Published On: December 3, 2012
By Gregory Downing
• Take your child to open bank accounts, both checking and savings. She needs to understand how banks operate.
• Make it clear that the savings account is sacred. It’s for real emergencies—not impulse buys. (Teach him to avoid making decisions like, “I want that new skateboard and I have money in my savings account, so I’m going to go withdraw it.”)
• Get your child a credit card and teach her how to use it. Enforce strict boundaries on how to make the card an asset rather than a liability. Too many parents assume all debt is “bad” while, in reality, businesses depend on it to operate.
• Attend a county commission or school board meeting and bring your child along.
• Help him set up his own budget and stick to it.
• Find ways to pay her for being valuable to you and your employment.
• If your kids mow lawns or babysit or provide some other service, teach them that they must run their business like any self-employed person. Hold discussions on supply and demand, how to find customers, how to set prices, and how to add value so they are branded as the best in their niche.

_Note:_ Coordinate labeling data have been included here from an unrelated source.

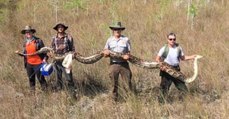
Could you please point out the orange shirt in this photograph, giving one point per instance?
(31, 48)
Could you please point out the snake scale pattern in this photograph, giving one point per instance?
(132, 59)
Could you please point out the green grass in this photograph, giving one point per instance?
(147, 23)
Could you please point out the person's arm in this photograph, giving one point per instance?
(184, 58)
(106, 51)
(72, 46)
(127, 55)
(158, 58)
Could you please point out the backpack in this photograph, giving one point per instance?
(166, 51)
(66, 41)
(39, 45)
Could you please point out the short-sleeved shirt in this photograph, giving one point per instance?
(66, 41)
(121, 45)
(173, 55)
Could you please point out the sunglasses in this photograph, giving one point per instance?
(174, 39)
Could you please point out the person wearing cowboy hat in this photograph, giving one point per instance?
(34, 62)
(62, 43)
(119, 43)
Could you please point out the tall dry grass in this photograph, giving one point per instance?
(147, 23)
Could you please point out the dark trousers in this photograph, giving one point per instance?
(59, 69)
(124, 70)
(32, 71)
(166, 81)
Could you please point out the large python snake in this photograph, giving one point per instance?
(132, 59)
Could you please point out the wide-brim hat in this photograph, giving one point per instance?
(117, 26)
(60, 24)
(28, 29)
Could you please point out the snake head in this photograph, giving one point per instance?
(198, 56)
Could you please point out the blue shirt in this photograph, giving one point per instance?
(121, 45)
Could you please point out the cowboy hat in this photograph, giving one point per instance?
(117, 25)
(60, 24)
(28, 28)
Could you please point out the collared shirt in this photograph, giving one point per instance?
(31, 47)
(63, 45)
(173, 55)
(121, 45)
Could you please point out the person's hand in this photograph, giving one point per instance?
(194, 56)
(44, 61)
(162, 67)
(125, 57)
(61, 47)
(17, 52)
(106, 53)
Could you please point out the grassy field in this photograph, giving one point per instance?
(202, 27)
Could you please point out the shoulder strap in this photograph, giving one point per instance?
(179, 51)
(166, 51)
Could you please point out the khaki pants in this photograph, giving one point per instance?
(125, 82)
(167, 80)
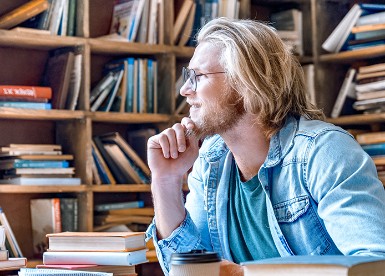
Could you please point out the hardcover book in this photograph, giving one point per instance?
(96, 241)
(316, 265)
(99, 258)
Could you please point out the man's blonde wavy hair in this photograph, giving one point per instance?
(261, 68)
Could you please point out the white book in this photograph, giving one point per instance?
(347, 86)
(375, 18)
(337, 38)
(98, 258)
(371, 86)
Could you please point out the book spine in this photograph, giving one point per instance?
(25, 91)
(28, 105)
(23, 13)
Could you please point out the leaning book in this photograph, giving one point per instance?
(96, 241)
(335, 265)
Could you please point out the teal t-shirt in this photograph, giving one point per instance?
(249, 233)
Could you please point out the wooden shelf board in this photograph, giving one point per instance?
(37, 41)
(358, 119)
(24, 189)
(115, 117)
(349, 56)
(121, 188)
(34, 114)
(102, 46)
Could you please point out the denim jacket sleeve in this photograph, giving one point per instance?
(188, 235)
(351, 198)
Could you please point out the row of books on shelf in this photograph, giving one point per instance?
(36, 164)
(128, 85)
(59, 87)
(363, 26)
(116, 162)
(55, 17)
(363, 90)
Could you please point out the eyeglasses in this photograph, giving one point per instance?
(190, 74)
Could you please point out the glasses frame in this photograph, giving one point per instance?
(190, 74)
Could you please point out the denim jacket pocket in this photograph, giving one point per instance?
(292, 209)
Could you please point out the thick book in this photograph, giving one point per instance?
(117, 270)
(45, 218)
(22, 91)
(59, 272)
(119, 205)
(99, 258)
(13, 263)
(22, 13)
(96, 241)
(346, 89)
(316, 265)
(49, 181)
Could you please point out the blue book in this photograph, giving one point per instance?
(130, 85)
(28, 105)
(374, 149)
(19, 163)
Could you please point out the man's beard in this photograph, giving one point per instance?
(219, 117)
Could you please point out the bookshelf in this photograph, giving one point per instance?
(23, 58)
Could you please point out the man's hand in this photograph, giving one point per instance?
(171, 153)
(230, 269)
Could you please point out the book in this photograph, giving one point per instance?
(27, 181)
(371, 137)
(69, 214)
(13, 263)
(21, 91)
(119, 205)
(57, 75)
(117, 270)
(96, 241)
(22, 13)
(139, 166)
(99, 258)
(27, 105)
(10, 236)
(337, 38)
(59, 272)
(316, 265)
(346, 88)
(181, 19)
(45, 218)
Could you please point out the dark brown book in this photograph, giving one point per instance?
(58, 75)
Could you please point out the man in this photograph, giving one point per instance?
(271, 178)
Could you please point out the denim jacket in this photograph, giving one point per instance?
(322, 191)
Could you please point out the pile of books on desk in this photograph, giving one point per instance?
(110, 252)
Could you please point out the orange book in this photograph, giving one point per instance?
(22, 91)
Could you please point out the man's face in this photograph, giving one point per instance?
(214, 107)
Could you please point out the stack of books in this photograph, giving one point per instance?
(289, 27)
(131, 213)
(114, 252)
(55, 17)
(20, 96)
(7, 263)
(36, 164)
(363, 26)
(117, 162)
(128, 85)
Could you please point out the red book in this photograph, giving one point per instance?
(21, 91)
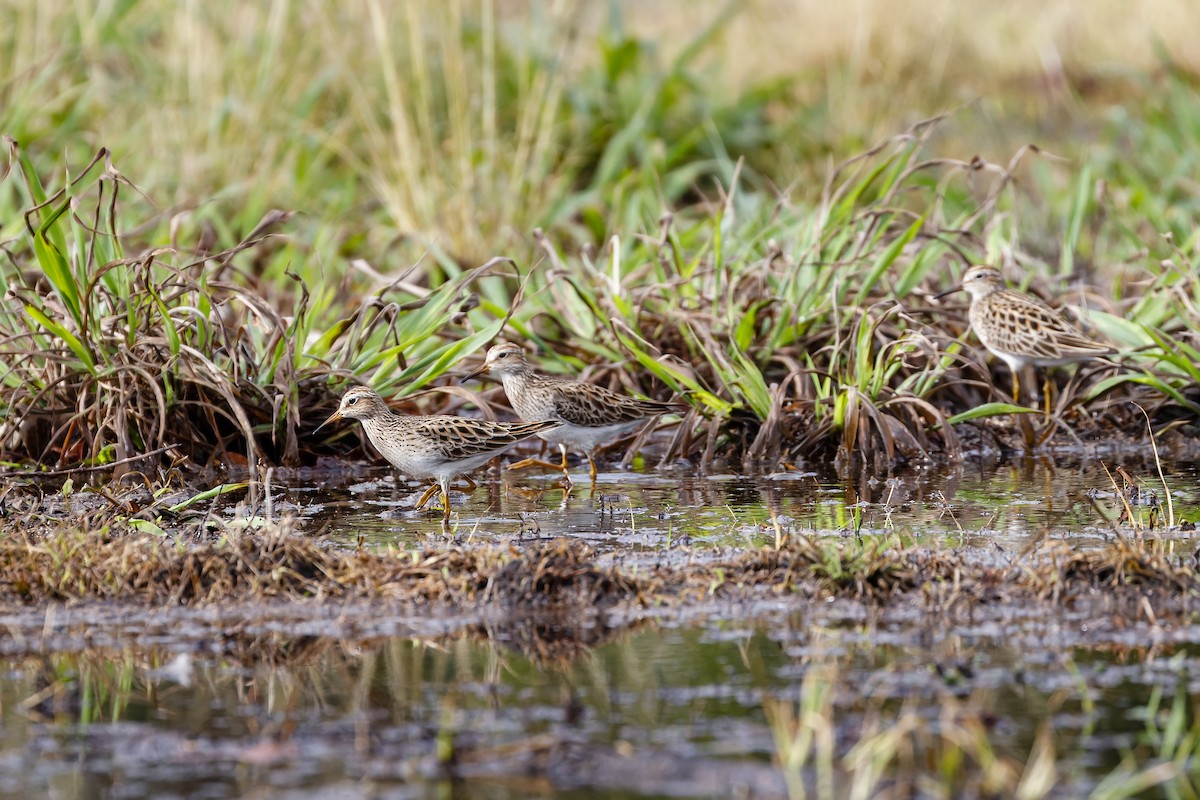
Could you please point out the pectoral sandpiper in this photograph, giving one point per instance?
(439, 447)
(589, 414)
(1020, 329)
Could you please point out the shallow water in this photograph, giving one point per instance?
(1005, 504)
(681, 708)
(210, 707)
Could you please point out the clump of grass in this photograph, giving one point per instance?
(108, 358)
(70, 565)
(117, 548)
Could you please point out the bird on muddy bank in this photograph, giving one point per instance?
(1019, 329)
(588, 415)
(438, 447)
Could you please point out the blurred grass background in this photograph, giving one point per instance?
(465, 125)
(741, 197)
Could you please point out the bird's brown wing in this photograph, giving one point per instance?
(462, 438)
(589, 405)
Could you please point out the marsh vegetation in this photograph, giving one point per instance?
(215, 217)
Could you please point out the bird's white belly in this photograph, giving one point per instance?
(576, 437)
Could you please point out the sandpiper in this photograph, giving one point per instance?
(589, 414)
(439, 447)
(1020, 329)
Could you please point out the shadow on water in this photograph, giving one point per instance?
(363, 701)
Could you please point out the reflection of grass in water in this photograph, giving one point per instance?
(951, 750)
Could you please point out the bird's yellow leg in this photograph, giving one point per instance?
(425, 498)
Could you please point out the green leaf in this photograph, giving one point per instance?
(991, 409)
(71, 340)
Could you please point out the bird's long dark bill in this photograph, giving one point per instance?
(333, 417)
(473, 373)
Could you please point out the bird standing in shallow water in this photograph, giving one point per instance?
(438, 447)
(1020, 329)
(589, 415)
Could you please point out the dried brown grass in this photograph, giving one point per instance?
(281, 565)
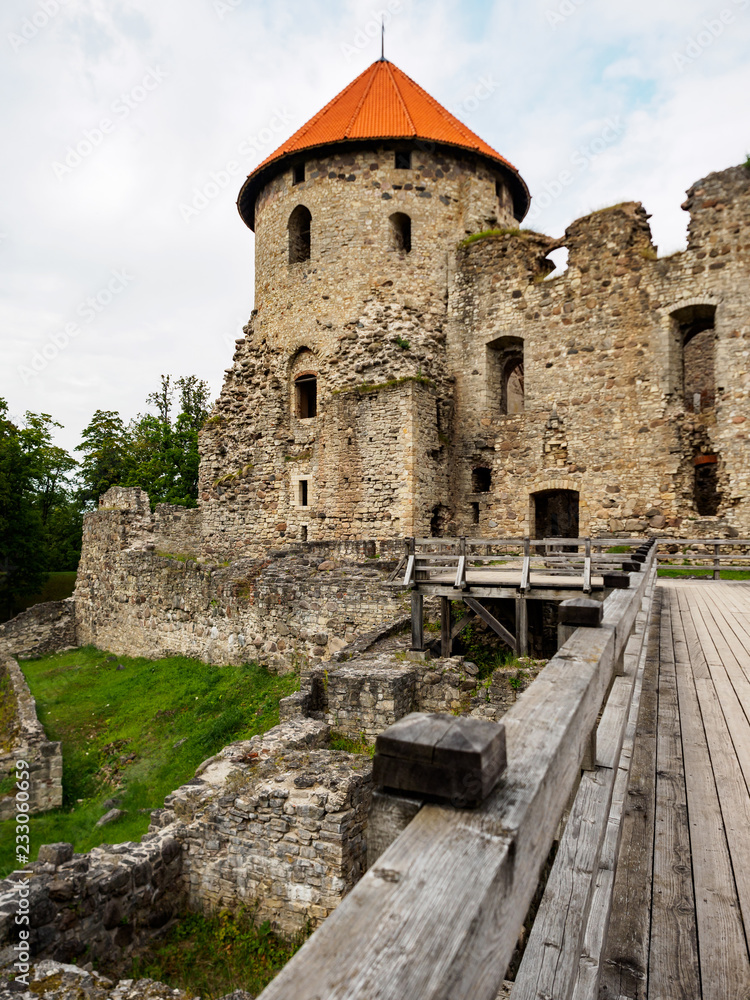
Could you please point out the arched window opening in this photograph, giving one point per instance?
(556, 514)
(299, 234)
(695, 338)
(400, 232)
(706, 494)
(505, 375)
(306, 395)
(481, 480)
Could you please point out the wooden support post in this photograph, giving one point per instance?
(522, 625)
(446, 639)
(417, 621)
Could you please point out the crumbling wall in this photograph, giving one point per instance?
(276, 822)
(285, 608)
(23, 739)
(43, 628)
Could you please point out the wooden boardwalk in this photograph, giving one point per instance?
(680, 919)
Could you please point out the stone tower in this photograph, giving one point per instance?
(413, 367)
(336, 416)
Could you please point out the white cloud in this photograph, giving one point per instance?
(227, 72)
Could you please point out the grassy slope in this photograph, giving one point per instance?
(118, 729)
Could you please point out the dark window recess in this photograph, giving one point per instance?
(481, 480)
(400, 232)
(299, 234)
(306, 391)
(706, 494)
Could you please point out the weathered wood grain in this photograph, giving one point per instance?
(673, 952)
(721, 938)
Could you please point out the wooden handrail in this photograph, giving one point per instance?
(438, 915)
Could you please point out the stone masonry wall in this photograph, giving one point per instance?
(102, 904)
(371, 692)
(23, 739)
(286, 608)
(277, 821)
(43, 628)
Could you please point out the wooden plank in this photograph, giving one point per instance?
(721, 939)
(673, 954)
(595, 936)
(624, 966)
(438, 916)
(494, 624)
(552, 957)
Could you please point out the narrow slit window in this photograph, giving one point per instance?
(306, 392)
(400, 224)
(300, 222)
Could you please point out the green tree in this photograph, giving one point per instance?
(107, 456)
(23, 567)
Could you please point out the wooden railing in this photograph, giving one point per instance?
(438, 915)
(715, 554)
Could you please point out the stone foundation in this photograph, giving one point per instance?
(23, 739)
(44, 628)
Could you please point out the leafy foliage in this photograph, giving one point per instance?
(213, 955)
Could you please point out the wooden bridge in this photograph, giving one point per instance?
(628, 782)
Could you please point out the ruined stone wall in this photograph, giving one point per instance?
(23, 739)
(604, 410)
(371, 692)
(284, 609)
(277, 821)
(101, 905)
(43, 628)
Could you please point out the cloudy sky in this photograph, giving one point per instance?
(129, 125)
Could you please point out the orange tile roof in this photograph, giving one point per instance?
(383, 103)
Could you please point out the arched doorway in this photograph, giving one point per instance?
(556, 514)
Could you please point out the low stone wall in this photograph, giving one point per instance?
(102, 904)
(23, 739)
(286, 609)
(368, 694)
(276, 822)
(44, 628)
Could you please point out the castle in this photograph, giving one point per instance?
(413, 367)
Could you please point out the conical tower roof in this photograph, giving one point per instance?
(381, 103)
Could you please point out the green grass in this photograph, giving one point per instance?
(118, 729)
(684, 572)
(214, 955)
(361, 745)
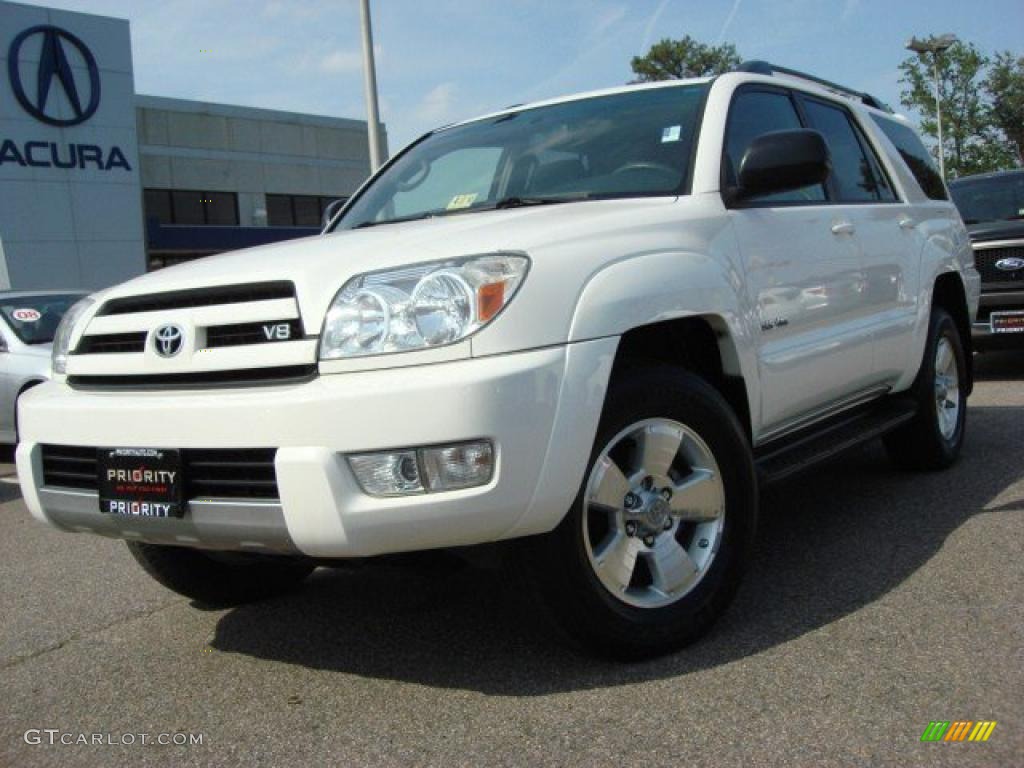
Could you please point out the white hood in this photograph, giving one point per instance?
(320, 265)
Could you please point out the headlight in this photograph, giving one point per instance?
(421, 306)
(61, 338)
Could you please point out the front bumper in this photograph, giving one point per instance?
(540, 409)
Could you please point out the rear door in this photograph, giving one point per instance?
(883, 227)
(805, 275)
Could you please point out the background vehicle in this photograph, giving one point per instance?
(594, 326)
(28, 322)
(992, 207)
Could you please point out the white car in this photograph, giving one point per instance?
(593, 326)
(28, 322)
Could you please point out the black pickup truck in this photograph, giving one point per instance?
(992, 207)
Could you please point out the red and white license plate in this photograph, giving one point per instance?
(140, 482)
(1007, 323)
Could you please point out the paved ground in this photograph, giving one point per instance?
(879, 601)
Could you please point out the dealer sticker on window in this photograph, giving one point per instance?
(461, 201)
(26, 315)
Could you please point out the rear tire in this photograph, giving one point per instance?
(624, 576)
(220, 580)
(933, 439)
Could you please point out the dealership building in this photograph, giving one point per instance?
(98, 183)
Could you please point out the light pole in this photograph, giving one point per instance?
(935, 46)
(370, 83)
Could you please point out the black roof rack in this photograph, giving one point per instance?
(765, 68)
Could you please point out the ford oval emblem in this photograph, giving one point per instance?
(1010, 265)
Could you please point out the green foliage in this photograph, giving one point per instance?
(1006, 86)
(974, 140)
(675, 59)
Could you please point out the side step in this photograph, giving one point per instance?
(794, 454)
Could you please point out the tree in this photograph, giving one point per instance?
(675, 59)
(1006, 86)
(971, 141)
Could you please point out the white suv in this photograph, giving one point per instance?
(593, 325)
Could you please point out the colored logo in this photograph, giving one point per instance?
(1010, 265)
(168, 340)
(958, 730)
(54, 71)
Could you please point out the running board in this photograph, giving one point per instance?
(788, 456)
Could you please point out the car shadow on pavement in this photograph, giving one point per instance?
(830, 544)
(1004, 365)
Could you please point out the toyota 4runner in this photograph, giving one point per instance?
(594, 325)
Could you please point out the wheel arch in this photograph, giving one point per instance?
(949, 293)
(681, 308)
(22, 390)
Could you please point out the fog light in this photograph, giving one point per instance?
(388, 474)
(463, 466)
(437, 468)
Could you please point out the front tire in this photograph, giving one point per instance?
(932, 440)
(653, 548)
(219, 579)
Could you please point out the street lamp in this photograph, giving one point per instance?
(935, 46)
(370, 83)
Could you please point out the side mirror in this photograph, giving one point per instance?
(782, 161)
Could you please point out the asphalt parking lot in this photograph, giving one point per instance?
(879, 601)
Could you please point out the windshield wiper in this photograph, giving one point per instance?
(522, 202)
(417, 217)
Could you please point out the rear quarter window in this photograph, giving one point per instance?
(918, 159)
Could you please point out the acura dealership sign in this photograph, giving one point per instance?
(35, 85)
(53, 65)
(71, 194)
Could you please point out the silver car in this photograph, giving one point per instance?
(28, 322)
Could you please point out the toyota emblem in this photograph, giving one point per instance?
(168, 340)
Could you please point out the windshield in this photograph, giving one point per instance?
(35, 318)
(626, 144)
(994, 199)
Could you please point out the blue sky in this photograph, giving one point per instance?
(443, 59)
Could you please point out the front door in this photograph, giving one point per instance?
(805, 274)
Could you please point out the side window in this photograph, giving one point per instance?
(854, 178)
(754, 113)
(915, 156)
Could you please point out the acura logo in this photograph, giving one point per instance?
(53, 66)
(168, 340)
(1010, 265)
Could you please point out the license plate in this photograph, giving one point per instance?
(139, 482)
(1007, 323)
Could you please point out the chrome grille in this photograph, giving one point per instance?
(199, 297)
(985, 258)
(218, 324)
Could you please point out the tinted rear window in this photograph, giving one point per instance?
(918, 159)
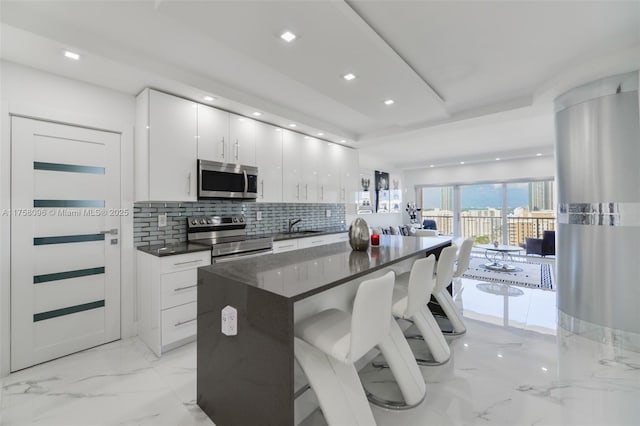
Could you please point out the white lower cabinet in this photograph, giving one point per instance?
(285, 245)
(167, 298)
(300, 243)
(314, 241)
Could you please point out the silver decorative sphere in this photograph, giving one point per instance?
(359, 235)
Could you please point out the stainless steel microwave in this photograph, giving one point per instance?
(226, 180)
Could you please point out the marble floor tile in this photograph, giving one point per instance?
(514, 366)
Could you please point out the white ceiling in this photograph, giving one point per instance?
(470, 79)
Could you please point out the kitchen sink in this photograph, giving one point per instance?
(299, 233)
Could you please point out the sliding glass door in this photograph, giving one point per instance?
(481, 212)
(437, 206)
(504, 212)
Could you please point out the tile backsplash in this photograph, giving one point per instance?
(274, 218)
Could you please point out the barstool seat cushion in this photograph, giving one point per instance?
(329, 331)
(400, 299)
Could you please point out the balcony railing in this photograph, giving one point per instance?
(486, 229)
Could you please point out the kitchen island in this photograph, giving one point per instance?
(248, 378)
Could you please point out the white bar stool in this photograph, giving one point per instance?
(329, 343)
(410, 297)
(444, 276)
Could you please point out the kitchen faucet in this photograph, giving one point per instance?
(292, 222)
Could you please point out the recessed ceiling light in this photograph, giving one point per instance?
(71, 55)
(288, 36)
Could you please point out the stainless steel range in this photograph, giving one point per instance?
(226, 235)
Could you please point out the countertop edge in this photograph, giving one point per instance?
(363, 273)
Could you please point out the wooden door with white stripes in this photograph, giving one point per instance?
(65, 248)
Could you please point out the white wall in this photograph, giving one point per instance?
(37, 94)
(534, 168)
(368, 165)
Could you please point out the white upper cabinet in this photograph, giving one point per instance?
(213, 135)
(329, 173)
(172, 133)
(242, 142)
(312, 156)
(349, 175)
(166, 130)
(268, 143)
(292, 167)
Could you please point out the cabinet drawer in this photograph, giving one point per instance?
(185, 261)
(312, 241)
(286, 245)
(179, 323)
(179, 287)
(336, 238)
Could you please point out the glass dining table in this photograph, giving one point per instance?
(499, 256)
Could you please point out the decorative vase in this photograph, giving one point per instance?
(359, 235)
(359, 261)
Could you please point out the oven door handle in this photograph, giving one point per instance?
(239, 256)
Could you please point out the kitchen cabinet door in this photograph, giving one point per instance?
(349, 175)
(242, 140)
(269, 161)
(213, 135)
(312, 155)
(172, 148)
(329, 173)
(292, 165)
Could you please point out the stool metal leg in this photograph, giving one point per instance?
(406, 372)
(451, 311)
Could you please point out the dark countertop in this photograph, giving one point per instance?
(288, 236)
(301, 273)
(182, 248)
(173, 249)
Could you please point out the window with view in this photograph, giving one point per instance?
(508, 213)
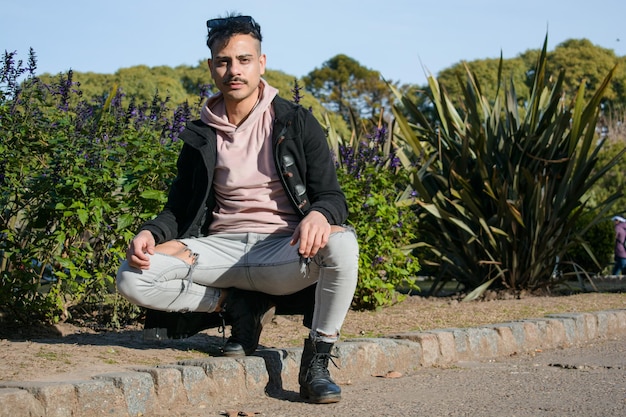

• Show your child how deductions work when you invest.
• Invest in some small penny stocks that won’t cost him huge if he loses but will teach him the ropes before he has to make big retirement investment decisions.
• Teach kids healthy attitudes toward money. It is not scarce; nor is it “the root of all evil.” Money is inherently connected to how much and how well you meet the needs of others. The more you share your time, talents, and expertise, the more abundantly money flows into your life.